David Petersen’s Mouse Guard combines some of the best elements of Jacques and O’Brien to create a darker fantasy world where the mice live in a constant state of siege. The illustrations are stunning. Petersen depicts nature and the seasons so well I can almost smell the dead leaves when reading the first collected volume of the series, Mouse Guard Fall 1152. If you only read one graphic novel about talking mice defending their homeland this year then this should be it. Seriously though, this book is awesome. There are some gorgeous panels depicting a desperate battle with mouse against crab.

dark

Another fresh take on the genre is Robin JarvisThe Dark Portal. Set in the small and dark places of London’s underbelly, this novel features occult elements and some epic apocalyptic battles. The trilogy continues with The Crystal Prison and then finally, The Final Reckoning.

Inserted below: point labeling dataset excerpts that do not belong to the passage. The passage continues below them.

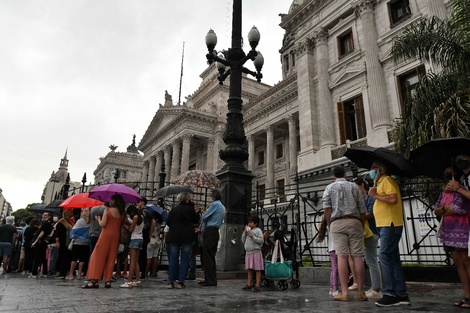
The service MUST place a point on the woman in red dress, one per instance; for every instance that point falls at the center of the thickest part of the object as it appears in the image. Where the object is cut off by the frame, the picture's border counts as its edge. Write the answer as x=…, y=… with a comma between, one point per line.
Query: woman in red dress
x=104, y=255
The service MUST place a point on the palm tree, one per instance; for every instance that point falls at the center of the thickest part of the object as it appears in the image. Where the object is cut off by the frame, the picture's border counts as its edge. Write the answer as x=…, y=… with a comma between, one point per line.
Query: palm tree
x=440, y=105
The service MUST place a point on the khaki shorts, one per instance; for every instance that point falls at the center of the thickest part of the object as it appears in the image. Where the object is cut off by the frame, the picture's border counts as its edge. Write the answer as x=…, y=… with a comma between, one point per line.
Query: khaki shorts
x=348, y=237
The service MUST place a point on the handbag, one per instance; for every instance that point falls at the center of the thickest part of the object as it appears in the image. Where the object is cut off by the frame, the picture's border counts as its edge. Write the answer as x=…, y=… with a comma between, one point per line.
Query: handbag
x=70, y=247
x=124, y=235
x=278, y=270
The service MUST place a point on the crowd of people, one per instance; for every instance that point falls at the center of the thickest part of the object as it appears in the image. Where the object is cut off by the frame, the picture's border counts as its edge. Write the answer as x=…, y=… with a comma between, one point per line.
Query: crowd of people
x=89, y=244
x=359, y=217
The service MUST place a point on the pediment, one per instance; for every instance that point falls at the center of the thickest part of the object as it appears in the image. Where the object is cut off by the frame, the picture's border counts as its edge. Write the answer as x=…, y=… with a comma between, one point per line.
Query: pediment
x=348, y=74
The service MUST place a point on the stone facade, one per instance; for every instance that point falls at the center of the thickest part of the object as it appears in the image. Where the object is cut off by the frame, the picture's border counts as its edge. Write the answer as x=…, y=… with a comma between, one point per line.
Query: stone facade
x=123, y=167
x=189, y=136
x=340, y=87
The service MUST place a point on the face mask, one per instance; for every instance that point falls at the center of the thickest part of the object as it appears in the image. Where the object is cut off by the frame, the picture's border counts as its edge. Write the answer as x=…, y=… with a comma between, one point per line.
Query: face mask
x=448, y=176
x=462, y=164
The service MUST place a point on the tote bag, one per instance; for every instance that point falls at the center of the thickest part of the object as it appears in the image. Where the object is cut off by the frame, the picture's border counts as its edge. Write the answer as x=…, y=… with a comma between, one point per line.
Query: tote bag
x=278, y=270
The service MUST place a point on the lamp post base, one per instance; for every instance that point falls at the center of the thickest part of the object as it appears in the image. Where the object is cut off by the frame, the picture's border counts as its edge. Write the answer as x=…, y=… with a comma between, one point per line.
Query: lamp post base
x=236, y=185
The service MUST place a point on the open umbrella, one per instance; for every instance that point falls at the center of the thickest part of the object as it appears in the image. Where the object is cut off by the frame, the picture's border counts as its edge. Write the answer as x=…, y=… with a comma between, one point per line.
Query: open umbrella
x=172, y=190
x=197, y=178
x=41, y=208
x=159, y=210
x=104, y=193
x=80, y=200
x=396, y=164
x=433, y=157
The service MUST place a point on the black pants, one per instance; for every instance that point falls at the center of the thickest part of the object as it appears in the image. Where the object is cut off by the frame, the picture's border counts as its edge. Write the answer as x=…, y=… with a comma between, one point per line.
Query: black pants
x=210, y=241
x=40, y=258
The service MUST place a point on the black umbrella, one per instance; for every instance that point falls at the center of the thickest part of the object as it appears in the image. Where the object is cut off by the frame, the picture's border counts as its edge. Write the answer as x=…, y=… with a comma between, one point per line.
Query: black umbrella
x=41, y=208
x=433, y=157
x=172, y=190
x=396, y=164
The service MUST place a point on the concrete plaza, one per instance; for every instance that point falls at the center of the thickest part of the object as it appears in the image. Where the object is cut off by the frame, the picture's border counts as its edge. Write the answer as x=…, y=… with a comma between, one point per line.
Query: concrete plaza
x=19, y=293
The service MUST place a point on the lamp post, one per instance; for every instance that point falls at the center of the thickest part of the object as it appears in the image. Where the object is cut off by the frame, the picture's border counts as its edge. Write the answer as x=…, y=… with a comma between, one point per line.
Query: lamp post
x=83, y=182
x=116, y=175
x=235, y=179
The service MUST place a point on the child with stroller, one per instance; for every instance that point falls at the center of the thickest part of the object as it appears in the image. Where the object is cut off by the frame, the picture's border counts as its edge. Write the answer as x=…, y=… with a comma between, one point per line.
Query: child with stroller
x=253, y=239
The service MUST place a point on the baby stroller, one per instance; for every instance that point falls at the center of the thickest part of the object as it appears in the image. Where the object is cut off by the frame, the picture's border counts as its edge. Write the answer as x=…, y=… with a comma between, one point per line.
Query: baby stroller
x=288, y=248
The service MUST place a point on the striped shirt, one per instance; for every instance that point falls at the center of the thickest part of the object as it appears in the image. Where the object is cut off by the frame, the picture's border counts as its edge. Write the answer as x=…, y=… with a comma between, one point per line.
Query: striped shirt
x=344, y=198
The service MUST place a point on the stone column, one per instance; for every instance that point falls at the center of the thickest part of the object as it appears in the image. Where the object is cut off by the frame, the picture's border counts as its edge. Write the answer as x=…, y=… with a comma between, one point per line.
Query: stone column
x=151, y=175
x=437, y=8
x=145, y=173
x=158, y=167
x=168, y=163
x=199, y=160
x=269, y=158
x=185, y=153
x=176, y=160
x=308, y=120
x=378, y=104
x=325, y=102
x=251, y=153
x=210, y=155
x=291, y=121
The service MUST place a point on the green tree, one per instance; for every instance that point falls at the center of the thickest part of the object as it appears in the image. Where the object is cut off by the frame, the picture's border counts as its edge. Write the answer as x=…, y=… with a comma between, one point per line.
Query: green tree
x=440, y=104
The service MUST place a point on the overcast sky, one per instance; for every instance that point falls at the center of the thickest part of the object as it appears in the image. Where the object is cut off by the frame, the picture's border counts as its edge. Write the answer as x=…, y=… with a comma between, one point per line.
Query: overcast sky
x=84, y=74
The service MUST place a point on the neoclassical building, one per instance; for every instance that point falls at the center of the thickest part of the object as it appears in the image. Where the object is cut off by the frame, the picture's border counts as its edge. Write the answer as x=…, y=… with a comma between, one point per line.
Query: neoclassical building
x=189, y=136
x=123, y=167
x=341, y=87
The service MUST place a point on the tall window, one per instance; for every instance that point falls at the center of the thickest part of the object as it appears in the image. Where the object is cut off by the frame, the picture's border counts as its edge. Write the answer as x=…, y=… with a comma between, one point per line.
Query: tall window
x=281, y=190
x=345, y=43
x=407, y=84
x=262, y=192
x=351, y=117
x=279, y=151
x=398, y=10
x=261, y=157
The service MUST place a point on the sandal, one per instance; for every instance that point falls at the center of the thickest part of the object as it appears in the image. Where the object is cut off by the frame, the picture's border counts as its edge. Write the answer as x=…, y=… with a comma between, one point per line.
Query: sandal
x=92, y=284
x=247, y=287
x=464, y=303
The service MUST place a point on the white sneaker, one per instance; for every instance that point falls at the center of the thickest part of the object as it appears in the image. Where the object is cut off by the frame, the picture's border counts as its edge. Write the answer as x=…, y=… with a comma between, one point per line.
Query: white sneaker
x=374, y=294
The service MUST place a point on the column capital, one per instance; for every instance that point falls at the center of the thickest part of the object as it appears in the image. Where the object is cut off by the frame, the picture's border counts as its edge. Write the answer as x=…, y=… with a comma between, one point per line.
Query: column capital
x=210, y=141
x=291, y=118
x=321, y=36
x=304, y=46
x=365, y=6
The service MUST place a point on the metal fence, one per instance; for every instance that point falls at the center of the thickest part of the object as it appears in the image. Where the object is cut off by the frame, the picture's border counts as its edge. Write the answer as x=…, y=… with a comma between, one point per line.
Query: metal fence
x=298, y=206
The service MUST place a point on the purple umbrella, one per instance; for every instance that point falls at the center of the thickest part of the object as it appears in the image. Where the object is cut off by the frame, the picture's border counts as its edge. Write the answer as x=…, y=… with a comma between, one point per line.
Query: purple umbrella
x=104, y=193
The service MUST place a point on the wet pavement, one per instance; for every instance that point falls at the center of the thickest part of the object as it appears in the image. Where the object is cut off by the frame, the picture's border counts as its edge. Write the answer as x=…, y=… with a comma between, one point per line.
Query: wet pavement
x=18, y=293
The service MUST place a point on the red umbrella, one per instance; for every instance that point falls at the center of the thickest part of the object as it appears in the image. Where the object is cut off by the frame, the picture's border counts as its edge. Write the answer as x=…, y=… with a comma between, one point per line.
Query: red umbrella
x=80, y=200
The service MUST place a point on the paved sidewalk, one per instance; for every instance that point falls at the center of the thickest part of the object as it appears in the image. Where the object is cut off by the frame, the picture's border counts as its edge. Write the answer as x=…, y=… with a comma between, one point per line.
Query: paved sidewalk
x=22, y=294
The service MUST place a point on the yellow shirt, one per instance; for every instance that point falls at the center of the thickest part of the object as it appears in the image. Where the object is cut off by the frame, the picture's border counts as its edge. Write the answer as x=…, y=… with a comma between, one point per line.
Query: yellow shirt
x=385, y=214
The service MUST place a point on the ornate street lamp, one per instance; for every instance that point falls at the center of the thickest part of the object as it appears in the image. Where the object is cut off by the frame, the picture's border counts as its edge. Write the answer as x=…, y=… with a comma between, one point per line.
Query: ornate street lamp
x=235, y=179
x=83, y=182
x=117, y=174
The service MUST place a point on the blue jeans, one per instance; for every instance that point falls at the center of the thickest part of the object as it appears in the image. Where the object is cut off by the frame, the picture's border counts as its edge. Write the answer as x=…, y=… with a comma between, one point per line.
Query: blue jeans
x=53, y=254
x=179, y=268
x=372, y=261
x=389, y=256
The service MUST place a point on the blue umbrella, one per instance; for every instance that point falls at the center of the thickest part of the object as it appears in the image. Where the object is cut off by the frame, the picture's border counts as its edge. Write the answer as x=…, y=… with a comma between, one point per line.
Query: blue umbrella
x=159, y=210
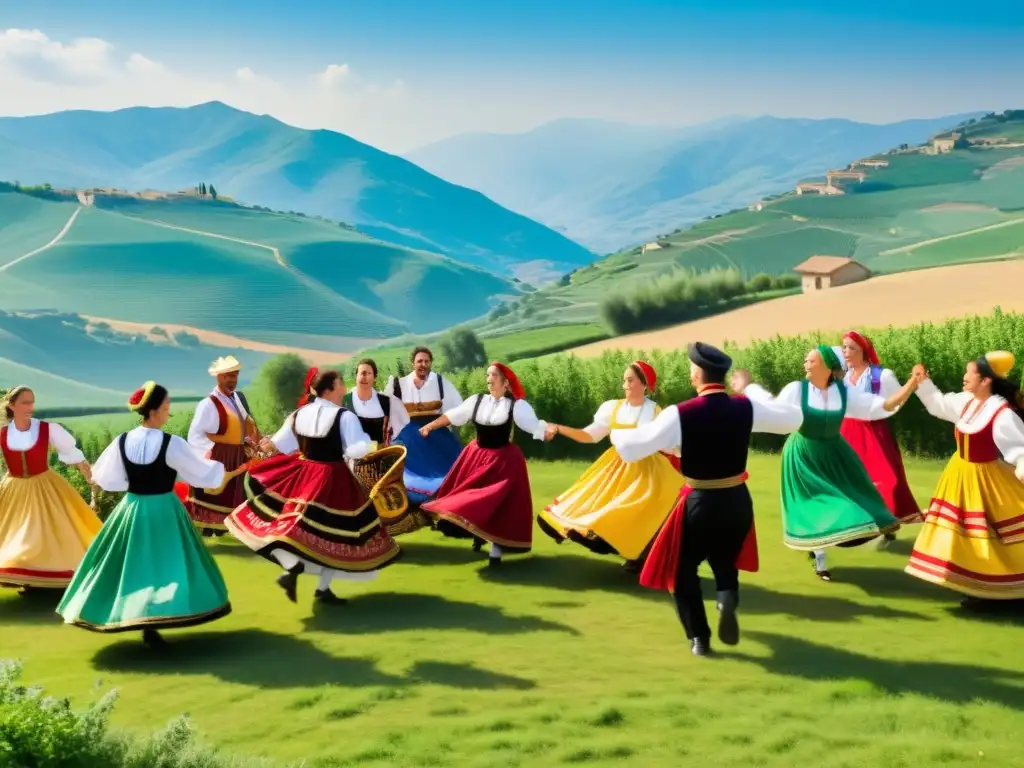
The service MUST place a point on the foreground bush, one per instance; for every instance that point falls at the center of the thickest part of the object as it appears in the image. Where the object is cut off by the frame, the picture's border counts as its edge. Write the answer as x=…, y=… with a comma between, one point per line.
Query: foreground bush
x=40, y=731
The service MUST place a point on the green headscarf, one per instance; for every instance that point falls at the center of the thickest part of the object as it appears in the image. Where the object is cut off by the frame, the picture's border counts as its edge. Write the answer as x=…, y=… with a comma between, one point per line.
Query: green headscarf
x=829, y=357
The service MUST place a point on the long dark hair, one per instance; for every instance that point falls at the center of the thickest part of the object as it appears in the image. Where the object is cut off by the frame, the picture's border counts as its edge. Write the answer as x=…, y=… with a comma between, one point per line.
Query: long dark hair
x=1006, y=388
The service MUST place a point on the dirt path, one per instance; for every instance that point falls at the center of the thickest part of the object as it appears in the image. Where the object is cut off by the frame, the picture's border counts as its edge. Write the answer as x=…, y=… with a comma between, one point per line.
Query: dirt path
x=904, y=299
x=60, y=235
x=217, y=339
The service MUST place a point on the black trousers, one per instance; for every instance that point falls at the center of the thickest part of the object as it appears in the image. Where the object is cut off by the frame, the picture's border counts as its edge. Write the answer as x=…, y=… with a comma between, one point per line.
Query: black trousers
x=715, y=526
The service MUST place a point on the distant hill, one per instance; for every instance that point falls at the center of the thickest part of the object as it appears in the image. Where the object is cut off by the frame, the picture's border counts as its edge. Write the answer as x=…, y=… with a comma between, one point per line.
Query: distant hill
x=916, y=210
x=260, y=160
x=609, y=185
x=70, y=364
x=215, y=266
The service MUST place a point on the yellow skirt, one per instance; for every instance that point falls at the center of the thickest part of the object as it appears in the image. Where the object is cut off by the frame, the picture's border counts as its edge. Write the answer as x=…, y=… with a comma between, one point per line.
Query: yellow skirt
x=621, y=504
x=45, y=528
x=973, y=537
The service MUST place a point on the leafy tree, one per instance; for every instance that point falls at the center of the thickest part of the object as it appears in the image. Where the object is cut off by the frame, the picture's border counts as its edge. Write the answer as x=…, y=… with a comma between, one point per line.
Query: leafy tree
x=463, y=350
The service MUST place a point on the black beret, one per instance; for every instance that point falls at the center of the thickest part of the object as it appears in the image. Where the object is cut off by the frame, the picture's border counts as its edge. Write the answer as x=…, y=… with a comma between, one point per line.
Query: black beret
x=709, y=357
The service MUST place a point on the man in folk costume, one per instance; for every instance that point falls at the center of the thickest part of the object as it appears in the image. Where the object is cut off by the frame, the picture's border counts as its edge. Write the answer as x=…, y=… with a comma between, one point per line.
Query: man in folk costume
x=713, y=432
x=221, y=429
x=426, y=395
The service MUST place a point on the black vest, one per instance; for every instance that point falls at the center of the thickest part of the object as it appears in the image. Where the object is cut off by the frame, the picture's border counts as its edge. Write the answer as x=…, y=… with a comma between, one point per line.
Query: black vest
x=327, y=449
x=494, y=435
x=716, y=430
x=150, y=479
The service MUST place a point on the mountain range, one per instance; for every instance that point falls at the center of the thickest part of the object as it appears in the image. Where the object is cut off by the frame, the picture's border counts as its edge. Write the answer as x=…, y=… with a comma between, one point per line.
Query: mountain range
x=608, y=185
x=260, y=160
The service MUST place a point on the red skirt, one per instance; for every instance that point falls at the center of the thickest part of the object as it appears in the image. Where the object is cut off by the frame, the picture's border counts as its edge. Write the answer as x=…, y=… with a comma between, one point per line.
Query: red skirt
x=208, y=510
x=315, y=510
x=659, y=570
x=873, y=442
x=486, y=495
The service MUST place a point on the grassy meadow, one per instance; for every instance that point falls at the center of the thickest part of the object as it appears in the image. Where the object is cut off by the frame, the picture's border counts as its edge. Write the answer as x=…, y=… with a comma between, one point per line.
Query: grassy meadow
x=559, y=657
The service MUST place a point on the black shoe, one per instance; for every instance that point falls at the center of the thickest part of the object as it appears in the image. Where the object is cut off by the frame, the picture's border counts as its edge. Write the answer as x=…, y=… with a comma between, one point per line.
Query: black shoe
x=328, y=597
x=728, y=626
x=154, y=639
x=289, y=581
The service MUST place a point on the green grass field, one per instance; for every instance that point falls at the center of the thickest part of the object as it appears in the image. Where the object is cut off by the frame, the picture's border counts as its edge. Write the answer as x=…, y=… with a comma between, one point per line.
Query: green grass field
x=559, y=658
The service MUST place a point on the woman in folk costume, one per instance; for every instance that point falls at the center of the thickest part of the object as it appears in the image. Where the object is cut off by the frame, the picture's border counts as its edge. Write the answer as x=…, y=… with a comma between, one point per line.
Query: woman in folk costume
x=973, y=537
x=305, y=509
x=425, y=394
x=383, y=416
x=828, y=500
x=223, y=430
x=45, y=526
x=616, y=507
x=147, y=568
x=486, y=495
x=872, y=440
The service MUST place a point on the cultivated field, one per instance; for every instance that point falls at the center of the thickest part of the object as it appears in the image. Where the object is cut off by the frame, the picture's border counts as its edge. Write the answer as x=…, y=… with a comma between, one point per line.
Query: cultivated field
x=561, y=658
x=902, y=299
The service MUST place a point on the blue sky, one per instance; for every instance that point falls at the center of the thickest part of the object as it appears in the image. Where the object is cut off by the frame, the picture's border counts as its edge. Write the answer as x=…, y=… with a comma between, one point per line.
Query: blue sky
x=418, y=71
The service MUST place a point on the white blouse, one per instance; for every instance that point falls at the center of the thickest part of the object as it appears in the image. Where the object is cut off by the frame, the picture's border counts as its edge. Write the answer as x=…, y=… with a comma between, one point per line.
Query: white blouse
x=372, y=410
x=1008, y=429
x=496, y=411
x=635, y=415
x=859, y=404
x=665, y=434
x=315, y=420
x=888, y=383
x=60, y=439
x=205, y=420
x=428, y=392
x=142, y=446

But I am terrified of rats and mice, you say.

CLP has that covered too.

Sky

7 Comments

Filed under Uncategorized

7 responses to “Rats!

  1. lizzy

    Had forgotten about Mrs. Frisby! Thanks for the reminder. This also made me think of the movie Ben from the 70s (I think Michael Jackson sang the theme song)….pretty creepy.
    My favorite anthropomorphism book, though, is Watership Down.

  2. In The Nutcracker ballet by Tchaikovsy, there’s a wicked Mouse King (and his wicked mice followers!) in a very dramatic section of the story.

  3. Jackie

    Sky:
    Once again, I find your comments on target. My kids have enjoyed the “Secret of NIMH” and “Redwall” for years. Dom DeLiuse rocks as Jeremy! Long live rats!

  4. Sky

    Watership Down is a giant omission. I should have squeezed that one in there. I remember Ben too, and Willard. They re-made Willard with Crispin Glover. I haven’t seen it yet but that certainly seems like a good casting choice. The Mouse King sounds awesome!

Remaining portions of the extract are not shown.